Gene expression signatures predict first-year response to somapacitan treatment in children with GH deficiency
Terence Garner, Peter Clayton, Michael Højby, Philip Murray, Adam Stevens- Biochemistry (medical)
- Clinical Biochemistry
- Endocrinology
- Biochemistry
- Endocrinology, Diabetes and Metabolism
Abstract
Context
The pre-treatment blood transcriptome predicts growth response to daily GH therapy with high accuracy.
Objective
Investigate response prediction using pre-treatment transcriptome in children with GH deficiency (GHD) treated with once-weekly somapacitan, a novel long-acting GH.
Design
REAL4 is a randomised, multinational, open-labelled, active-controlled parallel group phase 3 trial, comprising a 52-week main phase and an ongoing 3-year safety extension (NCT03811535).
Patients
128/200 treatment-naïve prepubertal children with GHD consented to baseline blood transcriptome profiling.
Interventions
Randomized 2:1 to subcutaneous somapacitan (0.16 mg/kg/week) or daily GH (0.034 mg/kg/day).

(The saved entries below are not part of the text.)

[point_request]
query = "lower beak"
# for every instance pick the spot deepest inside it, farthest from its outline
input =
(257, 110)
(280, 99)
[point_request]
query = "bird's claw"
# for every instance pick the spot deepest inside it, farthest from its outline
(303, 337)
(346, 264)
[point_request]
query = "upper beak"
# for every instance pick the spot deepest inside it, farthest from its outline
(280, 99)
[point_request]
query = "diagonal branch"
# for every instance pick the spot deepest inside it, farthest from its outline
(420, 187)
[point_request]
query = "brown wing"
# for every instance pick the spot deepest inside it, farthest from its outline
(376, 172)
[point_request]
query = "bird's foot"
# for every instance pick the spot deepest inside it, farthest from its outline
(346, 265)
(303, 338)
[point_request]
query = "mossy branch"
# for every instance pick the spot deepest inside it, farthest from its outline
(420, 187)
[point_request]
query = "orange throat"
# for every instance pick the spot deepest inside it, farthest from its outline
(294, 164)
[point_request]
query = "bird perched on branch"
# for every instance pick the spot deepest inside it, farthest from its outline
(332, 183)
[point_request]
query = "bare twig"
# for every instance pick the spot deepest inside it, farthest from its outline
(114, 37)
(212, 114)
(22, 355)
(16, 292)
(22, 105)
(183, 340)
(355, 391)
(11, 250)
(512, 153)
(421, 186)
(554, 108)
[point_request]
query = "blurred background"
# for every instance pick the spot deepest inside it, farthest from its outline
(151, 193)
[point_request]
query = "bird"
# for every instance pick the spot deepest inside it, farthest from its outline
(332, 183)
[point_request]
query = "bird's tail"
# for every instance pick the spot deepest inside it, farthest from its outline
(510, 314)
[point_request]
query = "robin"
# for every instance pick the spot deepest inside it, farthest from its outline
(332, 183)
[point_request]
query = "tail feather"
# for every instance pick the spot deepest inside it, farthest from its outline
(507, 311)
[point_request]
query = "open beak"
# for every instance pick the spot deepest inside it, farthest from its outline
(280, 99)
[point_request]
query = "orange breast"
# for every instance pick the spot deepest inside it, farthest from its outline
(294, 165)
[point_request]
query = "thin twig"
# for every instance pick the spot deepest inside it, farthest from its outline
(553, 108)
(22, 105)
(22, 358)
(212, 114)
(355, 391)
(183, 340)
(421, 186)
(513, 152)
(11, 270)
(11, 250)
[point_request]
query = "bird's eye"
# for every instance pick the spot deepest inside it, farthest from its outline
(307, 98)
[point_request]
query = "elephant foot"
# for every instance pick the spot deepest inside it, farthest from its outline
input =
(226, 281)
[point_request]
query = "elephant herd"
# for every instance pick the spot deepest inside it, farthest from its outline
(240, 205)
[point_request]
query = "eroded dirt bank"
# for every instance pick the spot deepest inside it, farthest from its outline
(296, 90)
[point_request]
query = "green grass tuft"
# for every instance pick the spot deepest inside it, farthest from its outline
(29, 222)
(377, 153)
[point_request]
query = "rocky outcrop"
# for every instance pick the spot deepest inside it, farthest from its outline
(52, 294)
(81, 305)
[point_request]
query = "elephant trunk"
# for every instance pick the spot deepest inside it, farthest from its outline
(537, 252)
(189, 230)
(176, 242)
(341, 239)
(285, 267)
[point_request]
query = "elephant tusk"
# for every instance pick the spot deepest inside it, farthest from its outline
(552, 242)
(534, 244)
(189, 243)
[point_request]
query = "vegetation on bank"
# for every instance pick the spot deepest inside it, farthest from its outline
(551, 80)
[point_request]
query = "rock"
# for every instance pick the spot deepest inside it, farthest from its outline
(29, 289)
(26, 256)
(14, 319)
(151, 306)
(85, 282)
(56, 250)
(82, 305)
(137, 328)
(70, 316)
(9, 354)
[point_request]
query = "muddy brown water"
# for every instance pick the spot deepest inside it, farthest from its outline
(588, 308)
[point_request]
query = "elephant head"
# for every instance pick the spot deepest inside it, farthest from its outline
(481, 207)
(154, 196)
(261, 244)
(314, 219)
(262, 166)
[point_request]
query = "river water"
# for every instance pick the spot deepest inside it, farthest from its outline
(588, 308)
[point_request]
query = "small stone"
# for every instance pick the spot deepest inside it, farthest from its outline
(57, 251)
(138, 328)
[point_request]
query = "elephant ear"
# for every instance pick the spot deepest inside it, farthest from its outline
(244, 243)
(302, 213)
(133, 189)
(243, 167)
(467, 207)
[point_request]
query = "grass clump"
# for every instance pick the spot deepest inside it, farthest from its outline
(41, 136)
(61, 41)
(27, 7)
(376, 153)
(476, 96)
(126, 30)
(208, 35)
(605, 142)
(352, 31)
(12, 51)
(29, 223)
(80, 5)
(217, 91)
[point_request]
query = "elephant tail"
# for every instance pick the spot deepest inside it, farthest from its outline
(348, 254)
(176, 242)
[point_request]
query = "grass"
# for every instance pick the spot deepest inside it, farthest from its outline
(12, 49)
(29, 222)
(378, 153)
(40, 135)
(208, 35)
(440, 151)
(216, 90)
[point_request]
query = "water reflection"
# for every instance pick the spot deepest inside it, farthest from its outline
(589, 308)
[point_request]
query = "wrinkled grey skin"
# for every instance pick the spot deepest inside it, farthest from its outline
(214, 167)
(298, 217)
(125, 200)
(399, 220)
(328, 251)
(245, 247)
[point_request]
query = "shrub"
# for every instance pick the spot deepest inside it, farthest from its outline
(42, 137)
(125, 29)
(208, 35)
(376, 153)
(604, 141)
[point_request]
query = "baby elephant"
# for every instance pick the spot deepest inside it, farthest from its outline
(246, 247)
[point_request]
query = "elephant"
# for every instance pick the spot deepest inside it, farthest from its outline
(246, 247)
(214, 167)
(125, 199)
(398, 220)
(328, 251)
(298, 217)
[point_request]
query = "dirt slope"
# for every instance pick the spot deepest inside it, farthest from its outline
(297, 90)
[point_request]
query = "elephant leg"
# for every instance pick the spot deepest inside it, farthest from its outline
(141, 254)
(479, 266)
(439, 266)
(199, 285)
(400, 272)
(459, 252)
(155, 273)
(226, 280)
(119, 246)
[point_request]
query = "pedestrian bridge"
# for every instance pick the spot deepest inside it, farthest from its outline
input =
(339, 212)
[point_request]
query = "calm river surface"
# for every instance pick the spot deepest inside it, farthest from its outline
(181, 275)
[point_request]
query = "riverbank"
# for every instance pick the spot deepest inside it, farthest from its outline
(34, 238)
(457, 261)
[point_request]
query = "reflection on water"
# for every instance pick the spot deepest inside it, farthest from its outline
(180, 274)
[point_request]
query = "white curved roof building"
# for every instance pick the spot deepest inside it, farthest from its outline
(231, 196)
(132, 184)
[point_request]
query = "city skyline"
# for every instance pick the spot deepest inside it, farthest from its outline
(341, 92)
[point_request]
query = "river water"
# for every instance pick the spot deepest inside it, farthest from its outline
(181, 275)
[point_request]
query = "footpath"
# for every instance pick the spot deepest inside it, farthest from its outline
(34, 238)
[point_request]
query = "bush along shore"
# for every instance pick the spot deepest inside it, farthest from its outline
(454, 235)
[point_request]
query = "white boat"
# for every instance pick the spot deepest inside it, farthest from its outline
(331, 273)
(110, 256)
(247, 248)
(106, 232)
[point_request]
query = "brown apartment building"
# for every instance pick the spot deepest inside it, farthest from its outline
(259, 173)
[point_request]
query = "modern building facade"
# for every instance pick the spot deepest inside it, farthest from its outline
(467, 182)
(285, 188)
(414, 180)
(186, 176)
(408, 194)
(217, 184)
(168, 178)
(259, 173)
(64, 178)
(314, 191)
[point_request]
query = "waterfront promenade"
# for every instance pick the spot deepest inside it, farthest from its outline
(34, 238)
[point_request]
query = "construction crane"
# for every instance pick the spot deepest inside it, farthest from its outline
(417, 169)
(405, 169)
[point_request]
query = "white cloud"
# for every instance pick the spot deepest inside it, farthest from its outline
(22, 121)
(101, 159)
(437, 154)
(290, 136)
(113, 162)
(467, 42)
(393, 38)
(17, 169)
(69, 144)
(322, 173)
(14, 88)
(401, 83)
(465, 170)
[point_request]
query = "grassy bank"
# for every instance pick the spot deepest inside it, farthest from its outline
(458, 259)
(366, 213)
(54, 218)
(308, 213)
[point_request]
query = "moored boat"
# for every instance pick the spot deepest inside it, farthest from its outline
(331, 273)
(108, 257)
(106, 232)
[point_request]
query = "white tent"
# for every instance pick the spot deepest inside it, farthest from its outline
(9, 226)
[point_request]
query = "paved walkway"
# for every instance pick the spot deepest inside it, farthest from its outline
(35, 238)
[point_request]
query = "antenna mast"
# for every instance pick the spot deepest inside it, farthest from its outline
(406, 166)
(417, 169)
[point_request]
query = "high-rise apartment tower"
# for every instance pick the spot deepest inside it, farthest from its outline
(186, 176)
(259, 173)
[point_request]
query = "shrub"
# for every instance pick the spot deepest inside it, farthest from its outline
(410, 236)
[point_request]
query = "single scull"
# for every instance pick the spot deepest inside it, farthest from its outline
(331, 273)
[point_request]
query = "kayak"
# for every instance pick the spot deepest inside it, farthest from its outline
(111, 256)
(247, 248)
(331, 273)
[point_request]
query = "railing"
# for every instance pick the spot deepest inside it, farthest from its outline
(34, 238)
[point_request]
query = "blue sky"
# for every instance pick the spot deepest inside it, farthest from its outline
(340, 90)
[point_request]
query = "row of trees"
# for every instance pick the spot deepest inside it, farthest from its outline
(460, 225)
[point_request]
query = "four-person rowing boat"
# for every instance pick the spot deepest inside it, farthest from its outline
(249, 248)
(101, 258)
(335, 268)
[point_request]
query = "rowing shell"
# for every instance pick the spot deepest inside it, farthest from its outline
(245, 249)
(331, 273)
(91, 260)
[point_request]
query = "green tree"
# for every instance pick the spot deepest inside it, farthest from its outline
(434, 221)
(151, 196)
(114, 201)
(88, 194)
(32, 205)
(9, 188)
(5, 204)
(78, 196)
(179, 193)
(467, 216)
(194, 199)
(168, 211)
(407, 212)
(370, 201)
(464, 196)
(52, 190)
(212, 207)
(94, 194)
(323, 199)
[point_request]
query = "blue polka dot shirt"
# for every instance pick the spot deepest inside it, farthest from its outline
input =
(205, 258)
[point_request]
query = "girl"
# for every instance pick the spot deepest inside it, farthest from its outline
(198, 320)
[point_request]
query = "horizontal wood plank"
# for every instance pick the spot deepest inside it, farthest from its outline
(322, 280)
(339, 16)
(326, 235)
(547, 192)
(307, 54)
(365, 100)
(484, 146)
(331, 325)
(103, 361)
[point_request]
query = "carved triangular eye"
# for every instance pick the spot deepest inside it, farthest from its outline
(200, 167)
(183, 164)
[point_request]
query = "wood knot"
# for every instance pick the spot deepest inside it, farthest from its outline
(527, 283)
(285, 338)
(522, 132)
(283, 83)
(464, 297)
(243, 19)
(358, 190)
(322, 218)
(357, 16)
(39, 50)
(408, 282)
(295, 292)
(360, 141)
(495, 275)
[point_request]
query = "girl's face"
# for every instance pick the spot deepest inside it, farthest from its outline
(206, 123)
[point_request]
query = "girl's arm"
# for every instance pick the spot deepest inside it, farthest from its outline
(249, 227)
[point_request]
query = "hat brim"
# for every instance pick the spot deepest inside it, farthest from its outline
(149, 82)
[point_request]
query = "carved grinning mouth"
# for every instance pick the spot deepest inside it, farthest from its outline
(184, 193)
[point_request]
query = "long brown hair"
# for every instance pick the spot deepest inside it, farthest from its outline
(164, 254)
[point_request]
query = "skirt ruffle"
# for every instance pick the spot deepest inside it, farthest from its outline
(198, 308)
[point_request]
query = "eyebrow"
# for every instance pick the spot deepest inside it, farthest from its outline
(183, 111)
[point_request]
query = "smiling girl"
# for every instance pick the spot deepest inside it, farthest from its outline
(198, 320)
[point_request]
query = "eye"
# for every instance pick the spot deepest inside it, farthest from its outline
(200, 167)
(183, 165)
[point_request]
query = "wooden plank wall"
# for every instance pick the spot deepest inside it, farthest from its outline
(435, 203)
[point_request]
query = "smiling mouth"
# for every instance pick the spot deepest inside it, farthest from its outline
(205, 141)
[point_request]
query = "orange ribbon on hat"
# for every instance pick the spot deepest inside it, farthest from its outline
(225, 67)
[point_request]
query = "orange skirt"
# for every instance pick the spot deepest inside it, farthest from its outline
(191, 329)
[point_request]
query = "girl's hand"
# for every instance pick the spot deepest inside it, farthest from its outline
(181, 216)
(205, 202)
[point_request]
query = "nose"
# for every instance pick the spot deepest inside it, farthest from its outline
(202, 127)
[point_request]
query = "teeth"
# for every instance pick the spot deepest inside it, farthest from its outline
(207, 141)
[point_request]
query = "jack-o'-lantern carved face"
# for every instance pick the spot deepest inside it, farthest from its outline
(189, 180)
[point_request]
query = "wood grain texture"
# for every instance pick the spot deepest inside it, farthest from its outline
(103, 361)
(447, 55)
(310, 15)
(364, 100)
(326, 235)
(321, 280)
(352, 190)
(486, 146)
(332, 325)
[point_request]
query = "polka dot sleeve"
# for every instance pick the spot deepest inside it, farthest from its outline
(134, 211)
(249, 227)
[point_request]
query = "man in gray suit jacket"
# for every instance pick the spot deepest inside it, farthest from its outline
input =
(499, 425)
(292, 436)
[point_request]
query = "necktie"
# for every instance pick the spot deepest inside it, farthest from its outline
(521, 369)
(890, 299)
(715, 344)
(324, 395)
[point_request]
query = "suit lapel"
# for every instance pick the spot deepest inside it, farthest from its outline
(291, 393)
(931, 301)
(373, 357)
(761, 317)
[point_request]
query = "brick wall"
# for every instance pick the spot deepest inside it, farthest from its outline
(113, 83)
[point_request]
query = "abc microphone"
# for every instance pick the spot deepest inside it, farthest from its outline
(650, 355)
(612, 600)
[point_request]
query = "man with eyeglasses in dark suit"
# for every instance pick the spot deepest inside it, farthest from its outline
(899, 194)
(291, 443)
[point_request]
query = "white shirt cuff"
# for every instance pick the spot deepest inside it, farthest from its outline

Methods and main outcome measures
Differential RNA-seq analysis and machine learning to predict therapy response.
Results
121/128 samples passed quality control. Children treated with somapacitan (n = 76) or daily GH (n = 45) were categorised based on fastest and slowest growing quartiles at week 52. Prediction of height velocity (HV; cm/year) was excellent for both treatments (OOB AUC: 0.98–0.99; validation AUC: 0.83-0.84), as was prediction of secondary markers of growth response: HV SD score (SDS) (0.99-1.0; 0.75-0.78), change from baseline height SDS (ΔHSDS) (0.98-1.0; 0.61-0.75) and change from baseline insulin-like growth factor-I SDS (ΔIGF-I SDS) (0.96-1.0; 0.85-0.88). Genes previously identified as predictive of GH therapy response were consistently better at predicting the fastest growers in both treatments in this study (OOB AUC: 0.93-0.97) than the slowest (0.67-0.85).
Conclusions
Pre-treatment transcriptome predicts first-year growth response in somapacitan-treated children with GHD. A common set of genes can predict the treatment response to both once-weekly somapacitan and conventional daily GH. This approach could potentially be developed into a clinically-applicable pre-treatment test to improve clinical management.